Mr. Tumnus turns out to be a philosophy TA
Ever walk inside your TA’s office and get immediately washed over with a feeling of pity and disgust?
You see a dirty little room with three or four sweaty students stuffed together behind their wobbly desks. Immediately upon entry, your nostrils are hit with a wave of BO and take-out food. You can’t help but feel a little sorry for them, crammed into their tiny office for years, endlessly grading papers and doing the mindless grunt work of tenured professors.
Luckily one special TA, Julius Longbottom, had a nice surprise waiting for him when he arrived at UC Davis this year as a doctoral candidate.
“I had no idea what to expect, really,” Longbottom said. “I was the new guy, so my department put me in the tiniest little closet of an office in the most remote part of the Social Sciences and Humanities building. At first, I was upset. The office literally doubled as a closet for the English department. Having to do work between smelly clothes was annoying. But then, after a few months of practically living in a closet, I made a very special discovery.”

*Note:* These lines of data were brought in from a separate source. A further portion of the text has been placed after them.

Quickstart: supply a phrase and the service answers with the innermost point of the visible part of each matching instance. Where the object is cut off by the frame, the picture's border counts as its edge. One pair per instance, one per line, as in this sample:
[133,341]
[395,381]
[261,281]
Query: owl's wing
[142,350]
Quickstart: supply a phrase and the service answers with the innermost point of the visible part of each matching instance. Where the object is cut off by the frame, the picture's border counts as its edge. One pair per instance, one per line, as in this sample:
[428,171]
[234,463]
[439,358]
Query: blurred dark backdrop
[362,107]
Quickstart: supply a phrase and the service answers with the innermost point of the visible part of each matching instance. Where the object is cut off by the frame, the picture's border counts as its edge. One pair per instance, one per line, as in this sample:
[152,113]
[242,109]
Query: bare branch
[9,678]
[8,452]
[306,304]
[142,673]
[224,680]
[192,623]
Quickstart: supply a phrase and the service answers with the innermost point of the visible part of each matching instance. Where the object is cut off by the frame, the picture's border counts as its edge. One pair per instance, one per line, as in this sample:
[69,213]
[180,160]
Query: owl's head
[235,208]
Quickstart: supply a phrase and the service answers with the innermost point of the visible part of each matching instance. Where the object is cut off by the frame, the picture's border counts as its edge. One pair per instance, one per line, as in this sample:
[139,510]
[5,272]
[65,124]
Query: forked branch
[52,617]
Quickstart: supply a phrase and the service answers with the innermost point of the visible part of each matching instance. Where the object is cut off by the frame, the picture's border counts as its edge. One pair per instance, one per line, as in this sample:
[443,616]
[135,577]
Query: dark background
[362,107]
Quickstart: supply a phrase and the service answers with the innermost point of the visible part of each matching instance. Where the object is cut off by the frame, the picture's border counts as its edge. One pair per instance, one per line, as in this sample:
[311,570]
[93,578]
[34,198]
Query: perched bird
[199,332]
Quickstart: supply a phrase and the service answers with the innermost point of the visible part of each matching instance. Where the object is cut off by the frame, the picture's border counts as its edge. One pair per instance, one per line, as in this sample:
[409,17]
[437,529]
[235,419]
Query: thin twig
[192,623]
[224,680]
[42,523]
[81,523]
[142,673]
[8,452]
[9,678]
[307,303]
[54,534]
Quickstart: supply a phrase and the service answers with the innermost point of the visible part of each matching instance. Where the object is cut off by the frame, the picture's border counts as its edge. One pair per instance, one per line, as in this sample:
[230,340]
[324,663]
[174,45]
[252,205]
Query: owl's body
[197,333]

Julius had found an actual portal to Narnia. Yes, the magical land full of talking lions and beavers. That Narnia.
“It was pretty cool,” Julius said. “I was like ‘woah, that’s Narnia.’ I also had just taken a tab of acid while grading some philosophy papers, so the whole experience was pretty surreal.”
Julius, upon discovering Narnia in his office, spent a lot of time there.
“Yeah, I had walked in and then this crazy dude with goat legs was like, ‘What’s up dude?’ And I was like, ‘I don’t know, man.’ Then this talking lion was like, ‘Hey bro I need you to be the king of Narnia for a bit — do you have time?’ And I said sure because I wasn’t doing much else besides grading some papers. So one thing led to another and I became the king of Narnia. Then I got married to a wonderful woman, had some lovely kids, made some lifelong memories with some really cool friends and even waged war with an evil ice queen. Well anyways, my wife died, and then the talking lion was like, ‘Okay bro time to go.’ So then I walked out the way I came. Once I got back into my office, I was young again. Crazy.”
Julius had lived a long, fulfilling life in Narnia.
“Yeah, I miss my kids now and stuff, but it was a good run. It was kind of a letdown to go from being the admired king of a land full of talking animals to just another TA stuffed into a cramped sweaty office, grading papers until my eyes bleed. But I’m just chilling.”
Julius went back to grading papers. Mr. Tumnus joined him to help.
Written by: Aaron Levins — adlevins@ucdavis.edu
(This article is humor and/or satire, and its content is purely fictional. The story and the names of “sources” are fictionalized.)